Interpersonal Therapy Found as Effective as Exposure Therapy for PTSD – Findings Suggest a New Avenue for Treatment
New York, NY (March 25, 2015) -- A head-to-head comparison of exposure therapy and interpersonal psychotherapy (IPT) for post-traumatic stress disorder (PTSD) found that IPT, a talk therapy that focuses on feelings and relationships rather than on the trauma a patient suffered, was as effective as exposure therapy. The study, published in the American Journal of Psychiatry online in March 2015, is the first to compare the two treatments.
Exposure therapy, a type of cognitive-behavioral therapy (CBT), is considered the gold standard in PTSD treatment. It requires that patients—in a controlled setting—confront their fears gradually over time, to reduce their anxiety. Because of the nature of the treatment, many patients have difficulty with it.
“There are effective treatments for PTSD, mostly psychotherapies, and almost entirely psychotherapy focusing on exposing patients to frightening reminders of their traumas,” said John Markowitz, MD, professor of clinical psychiatry at Columbia University Medical Center and research psychiatrist at the New York State Psychiatric Institute. “The cognitive behavioral approach works, has the most evidence to support it, and has dominated both research and clinical treatment. But it’s not perfect: Exposure-based treatment doesn’t benefit everyone, and it asks patients to do what they’re most afraid of doing.”
Dr. Markowitz and his colleagues recruited 110 non-medicated patients with chronic PTSD and randomized them to receive one of three treatments over 14 weeks: prolonged exposure, IPT, or relaxation therapy. While the researchers found little difference between the exposure therapy and IPT groups in PTSD outcome, IPT had advantages for the half of patients who also had major depression.
“The results suggest a whole new avenue of treatment for individuals with chronic PTSD,” said Dr. Markowitz. “They also raise a range of research questions: Instead of the fear-extinction circuit underlying exposure-based treatment, might some disruption in attachment explain why IPT works?”
He added, “We’d like to replicate the results before claiming any long-term consequences. But if the findings hold, a range of psychotherapists who don’t practice CBT, and a range of patients who either don’t respond to CBT or refuse it, might benefit from this approach.”
The co-authors, all from Columbia University Medical Center and the New York State Psychiatric Institute, are Eva Petkova, PhD; Yuval Neria, PhD; Page Van Meter, PhD; Yihong Zhao, PhD; Elizabeth Hembree, PhD; Karina Lovell, PhD; Tatyana Biyanova, PhD; and Randall Marshall, MD.
The study was funded by NIMH grant R01 MH079078 (Dr.
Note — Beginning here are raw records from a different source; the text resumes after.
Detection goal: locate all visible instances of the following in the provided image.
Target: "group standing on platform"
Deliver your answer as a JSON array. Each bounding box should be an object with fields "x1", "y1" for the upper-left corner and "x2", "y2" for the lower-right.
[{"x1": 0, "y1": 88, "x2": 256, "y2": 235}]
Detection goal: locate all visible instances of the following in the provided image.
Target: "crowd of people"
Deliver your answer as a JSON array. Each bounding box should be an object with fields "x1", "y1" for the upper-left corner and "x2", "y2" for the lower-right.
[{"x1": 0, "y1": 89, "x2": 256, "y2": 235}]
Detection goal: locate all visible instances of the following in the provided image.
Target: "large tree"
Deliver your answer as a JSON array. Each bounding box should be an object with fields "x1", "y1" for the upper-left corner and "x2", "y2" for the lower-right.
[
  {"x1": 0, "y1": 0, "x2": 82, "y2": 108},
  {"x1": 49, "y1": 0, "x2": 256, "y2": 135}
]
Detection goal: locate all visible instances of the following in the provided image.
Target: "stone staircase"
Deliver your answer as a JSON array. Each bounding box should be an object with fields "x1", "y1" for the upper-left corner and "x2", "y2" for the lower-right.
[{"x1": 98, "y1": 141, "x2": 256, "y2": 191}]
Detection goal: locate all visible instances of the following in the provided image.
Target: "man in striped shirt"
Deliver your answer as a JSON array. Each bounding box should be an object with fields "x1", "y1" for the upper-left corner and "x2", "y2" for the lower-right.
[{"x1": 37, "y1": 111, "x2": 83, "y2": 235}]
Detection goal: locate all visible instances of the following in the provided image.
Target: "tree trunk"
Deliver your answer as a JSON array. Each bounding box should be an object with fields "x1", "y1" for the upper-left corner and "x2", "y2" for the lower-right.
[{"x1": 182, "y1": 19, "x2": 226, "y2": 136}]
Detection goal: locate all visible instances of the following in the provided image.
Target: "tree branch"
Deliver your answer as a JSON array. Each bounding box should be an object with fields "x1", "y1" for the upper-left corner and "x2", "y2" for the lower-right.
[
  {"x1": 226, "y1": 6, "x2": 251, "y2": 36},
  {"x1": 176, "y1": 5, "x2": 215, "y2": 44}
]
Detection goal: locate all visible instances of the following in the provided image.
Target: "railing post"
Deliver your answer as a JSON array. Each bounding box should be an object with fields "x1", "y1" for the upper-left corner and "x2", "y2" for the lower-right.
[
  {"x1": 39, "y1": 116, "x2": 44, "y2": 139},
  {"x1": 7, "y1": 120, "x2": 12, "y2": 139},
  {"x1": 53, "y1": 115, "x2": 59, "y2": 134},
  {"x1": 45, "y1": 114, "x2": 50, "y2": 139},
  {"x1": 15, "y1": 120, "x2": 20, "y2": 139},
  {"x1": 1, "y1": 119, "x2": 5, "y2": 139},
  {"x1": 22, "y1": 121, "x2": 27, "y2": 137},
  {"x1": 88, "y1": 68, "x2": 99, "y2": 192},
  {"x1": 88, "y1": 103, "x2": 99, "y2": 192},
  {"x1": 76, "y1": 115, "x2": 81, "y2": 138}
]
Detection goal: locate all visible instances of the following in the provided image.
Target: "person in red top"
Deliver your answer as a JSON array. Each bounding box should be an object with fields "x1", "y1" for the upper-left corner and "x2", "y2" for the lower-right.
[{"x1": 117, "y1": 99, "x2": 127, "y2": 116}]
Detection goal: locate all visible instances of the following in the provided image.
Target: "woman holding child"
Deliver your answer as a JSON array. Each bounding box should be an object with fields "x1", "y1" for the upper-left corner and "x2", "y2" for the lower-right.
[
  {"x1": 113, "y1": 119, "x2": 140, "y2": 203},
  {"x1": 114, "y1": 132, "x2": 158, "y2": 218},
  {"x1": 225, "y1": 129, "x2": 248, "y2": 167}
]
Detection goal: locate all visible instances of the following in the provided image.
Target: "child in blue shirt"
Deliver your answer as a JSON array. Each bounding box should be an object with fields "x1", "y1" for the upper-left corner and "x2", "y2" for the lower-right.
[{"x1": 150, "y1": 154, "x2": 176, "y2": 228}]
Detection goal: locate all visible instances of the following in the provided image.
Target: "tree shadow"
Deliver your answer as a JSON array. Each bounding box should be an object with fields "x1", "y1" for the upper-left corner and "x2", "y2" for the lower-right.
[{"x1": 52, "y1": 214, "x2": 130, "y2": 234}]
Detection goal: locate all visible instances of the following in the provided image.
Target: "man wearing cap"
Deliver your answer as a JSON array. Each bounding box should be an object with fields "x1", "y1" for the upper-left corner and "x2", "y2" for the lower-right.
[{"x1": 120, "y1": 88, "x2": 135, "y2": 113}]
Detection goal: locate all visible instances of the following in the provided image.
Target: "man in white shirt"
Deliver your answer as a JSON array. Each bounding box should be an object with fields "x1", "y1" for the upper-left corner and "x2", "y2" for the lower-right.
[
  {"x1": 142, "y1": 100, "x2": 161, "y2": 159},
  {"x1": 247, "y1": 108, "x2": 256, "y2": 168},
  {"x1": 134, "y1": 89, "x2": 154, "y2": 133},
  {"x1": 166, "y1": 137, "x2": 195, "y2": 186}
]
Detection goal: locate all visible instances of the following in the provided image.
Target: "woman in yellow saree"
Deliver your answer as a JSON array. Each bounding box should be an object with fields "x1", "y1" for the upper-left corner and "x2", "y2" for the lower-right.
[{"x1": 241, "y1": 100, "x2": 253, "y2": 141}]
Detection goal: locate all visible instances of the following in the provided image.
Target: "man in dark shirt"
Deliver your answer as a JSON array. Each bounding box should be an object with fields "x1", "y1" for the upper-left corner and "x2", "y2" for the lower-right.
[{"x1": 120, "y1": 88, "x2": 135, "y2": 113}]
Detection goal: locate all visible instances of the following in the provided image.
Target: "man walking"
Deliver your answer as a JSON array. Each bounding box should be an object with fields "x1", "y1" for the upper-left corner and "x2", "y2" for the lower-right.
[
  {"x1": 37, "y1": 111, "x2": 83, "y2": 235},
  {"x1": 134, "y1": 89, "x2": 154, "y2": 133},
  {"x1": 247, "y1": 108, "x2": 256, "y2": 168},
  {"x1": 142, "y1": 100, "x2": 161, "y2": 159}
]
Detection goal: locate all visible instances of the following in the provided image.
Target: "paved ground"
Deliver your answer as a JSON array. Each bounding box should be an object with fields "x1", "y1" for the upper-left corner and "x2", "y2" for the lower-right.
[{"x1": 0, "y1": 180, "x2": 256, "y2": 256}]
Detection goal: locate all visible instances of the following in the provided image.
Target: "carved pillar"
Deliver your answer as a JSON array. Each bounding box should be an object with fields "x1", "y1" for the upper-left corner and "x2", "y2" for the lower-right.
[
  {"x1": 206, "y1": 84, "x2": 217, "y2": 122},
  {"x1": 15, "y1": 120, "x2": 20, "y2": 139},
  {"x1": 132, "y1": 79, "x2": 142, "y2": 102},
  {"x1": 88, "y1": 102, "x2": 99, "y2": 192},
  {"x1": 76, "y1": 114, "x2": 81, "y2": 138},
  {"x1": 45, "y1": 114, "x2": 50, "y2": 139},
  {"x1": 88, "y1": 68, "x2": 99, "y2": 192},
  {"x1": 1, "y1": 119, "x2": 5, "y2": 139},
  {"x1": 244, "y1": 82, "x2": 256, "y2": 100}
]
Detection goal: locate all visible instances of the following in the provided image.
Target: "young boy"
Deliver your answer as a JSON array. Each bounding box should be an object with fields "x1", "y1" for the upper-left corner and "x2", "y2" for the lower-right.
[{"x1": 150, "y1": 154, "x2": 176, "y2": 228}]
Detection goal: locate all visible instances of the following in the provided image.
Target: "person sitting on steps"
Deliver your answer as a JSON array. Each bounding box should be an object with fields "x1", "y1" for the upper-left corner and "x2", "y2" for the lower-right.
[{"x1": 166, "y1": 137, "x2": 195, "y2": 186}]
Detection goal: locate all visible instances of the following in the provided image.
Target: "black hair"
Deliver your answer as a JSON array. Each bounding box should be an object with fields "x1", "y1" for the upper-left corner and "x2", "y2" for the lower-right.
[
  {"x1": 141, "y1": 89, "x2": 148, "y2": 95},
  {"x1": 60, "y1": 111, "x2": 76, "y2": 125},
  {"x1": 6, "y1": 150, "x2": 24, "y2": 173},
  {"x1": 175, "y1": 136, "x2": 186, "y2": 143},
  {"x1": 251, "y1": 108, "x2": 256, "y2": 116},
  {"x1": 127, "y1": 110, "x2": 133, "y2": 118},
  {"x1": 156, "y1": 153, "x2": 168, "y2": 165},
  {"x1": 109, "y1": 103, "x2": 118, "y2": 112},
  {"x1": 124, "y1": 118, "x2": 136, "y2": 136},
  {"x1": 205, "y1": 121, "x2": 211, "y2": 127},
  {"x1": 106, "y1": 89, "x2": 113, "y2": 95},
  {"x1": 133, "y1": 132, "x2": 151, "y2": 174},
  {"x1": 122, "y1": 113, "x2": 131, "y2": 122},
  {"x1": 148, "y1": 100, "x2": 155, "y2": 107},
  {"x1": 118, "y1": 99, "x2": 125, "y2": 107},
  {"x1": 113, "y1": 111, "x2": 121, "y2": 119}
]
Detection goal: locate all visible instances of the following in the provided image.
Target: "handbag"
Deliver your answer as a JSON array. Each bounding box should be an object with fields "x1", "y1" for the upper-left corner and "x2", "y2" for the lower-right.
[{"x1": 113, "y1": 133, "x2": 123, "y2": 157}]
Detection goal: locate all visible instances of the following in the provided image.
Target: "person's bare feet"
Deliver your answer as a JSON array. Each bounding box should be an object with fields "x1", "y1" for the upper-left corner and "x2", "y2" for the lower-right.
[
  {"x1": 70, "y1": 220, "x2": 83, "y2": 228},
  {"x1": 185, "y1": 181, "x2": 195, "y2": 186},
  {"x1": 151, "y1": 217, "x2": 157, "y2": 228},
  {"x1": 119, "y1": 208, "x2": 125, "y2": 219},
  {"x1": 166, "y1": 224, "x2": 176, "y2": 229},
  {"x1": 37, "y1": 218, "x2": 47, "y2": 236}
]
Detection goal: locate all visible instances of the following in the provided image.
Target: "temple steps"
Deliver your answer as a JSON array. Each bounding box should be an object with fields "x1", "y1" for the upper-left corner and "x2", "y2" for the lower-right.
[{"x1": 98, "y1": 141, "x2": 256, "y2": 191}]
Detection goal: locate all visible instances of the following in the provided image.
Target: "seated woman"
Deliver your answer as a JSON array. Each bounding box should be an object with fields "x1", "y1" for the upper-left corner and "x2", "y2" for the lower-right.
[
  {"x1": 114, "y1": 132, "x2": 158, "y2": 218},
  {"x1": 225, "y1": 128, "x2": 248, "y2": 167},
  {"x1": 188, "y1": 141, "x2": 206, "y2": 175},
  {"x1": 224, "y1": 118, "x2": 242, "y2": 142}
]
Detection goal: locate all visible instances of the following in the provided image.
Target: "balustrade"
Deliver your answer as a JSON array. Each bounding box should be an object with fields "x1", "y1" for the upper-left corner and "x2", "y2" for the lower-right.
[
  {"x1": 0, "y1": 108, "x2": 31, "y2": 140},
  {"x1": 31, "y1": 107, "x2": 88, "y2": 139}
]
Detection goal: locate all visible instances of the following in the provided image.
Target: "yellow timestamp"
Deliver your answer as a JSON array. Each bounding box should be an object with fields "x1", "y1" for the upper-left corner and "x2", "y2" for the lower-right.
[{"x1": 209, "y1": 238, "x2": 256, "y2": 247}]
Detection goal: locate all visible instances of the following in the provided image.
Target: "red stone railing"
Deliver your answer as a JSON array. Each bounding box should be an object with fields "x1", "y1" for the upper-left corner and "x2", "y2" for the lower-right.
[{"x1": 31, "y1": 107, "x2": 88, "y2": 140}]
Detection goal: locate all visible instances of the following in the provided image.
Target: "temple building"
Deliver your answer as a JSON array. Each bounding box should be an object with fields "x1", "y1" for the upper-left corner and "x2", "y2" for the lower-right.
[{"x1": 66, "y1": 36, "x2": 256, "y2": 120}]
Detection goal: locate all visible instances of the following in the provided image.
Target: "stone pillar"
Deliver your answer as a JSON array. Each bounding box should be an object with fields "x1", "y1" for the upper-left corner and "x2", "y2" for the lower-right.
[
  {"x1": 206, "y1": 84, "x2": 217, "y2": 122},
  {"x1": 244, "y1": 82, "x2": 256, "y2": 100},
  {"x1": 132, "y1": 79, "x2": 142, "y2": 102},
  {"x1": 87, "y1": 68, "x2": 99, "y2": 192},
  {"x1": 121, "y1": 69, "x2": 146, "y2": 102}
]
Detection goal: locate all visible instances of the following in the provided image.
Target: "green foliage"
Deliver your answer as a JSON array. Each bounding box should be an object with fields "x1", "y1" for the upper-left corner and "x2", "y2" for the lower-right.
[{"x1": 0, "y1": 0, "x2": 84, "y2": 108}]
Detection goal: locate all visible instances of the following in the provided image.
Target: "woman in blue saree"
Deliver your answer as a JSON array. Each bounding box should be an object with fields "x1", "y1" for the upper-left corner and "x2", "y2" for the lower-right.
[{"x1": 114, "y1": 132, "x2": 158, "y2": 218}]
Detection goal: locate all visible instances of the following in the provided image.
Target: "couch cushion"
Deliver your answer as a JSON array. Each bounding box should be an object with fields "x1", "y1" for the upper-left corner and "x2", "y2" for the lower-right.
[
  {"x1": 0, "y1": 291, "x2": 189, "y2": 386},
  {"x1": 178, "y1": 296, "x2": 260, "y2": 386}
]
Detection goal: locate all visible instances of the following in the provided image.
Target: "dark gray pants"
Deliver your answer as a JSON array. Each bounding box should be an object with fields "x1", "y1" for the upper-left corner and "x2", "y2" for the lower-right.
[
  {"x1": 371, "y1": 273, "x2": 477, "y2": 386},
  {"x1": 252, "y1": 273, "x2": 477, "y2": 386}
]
Markowitz).
Dr.Markowitz receives research funding from NIMH; royalties from American Psychiatric Publishing, Basic Books, and Oxford University Press; and an editorial stipend from Elsevier Press. Dr. Hembree receives royalties from Oxford University Press. Dr. Marshall is an employee of Retrophin and has been an employee of Alkermes.
Columbia University Department of Psychiatry and New York State Psychiatric Institute (Columbia Psychiatry/NYSPI)
New York State Psychiatric Institute (founded in 1896) and the Columbia University Department of Psychiatry have been closely affiliated since 1925. Their co-location in a New York State facility on the NewYork-Presbyterian/Columbia University Medical Center campus provides the setting for a rich and productive collaborative relationship among scientists and physicians in a variety of disciplines. Columbia Psychiatry/NYSPI are ranked among the best departments and psychiatric research facilities in the nation and have contributed greatly to the understanding of and current treatment for psychiatric disorders. The Department and Institute are home to distinguished clinicians and researchers noted for their clinical and research advances in the diagnosis and treatment of depression, suicide, schizophrenia, bipolar and anxiety disorders and childhood psychiatric disorders. Their combined expertise provides state of the art clinical care for patients, and training for the next generation of psychiatrists and psychiatric researchers.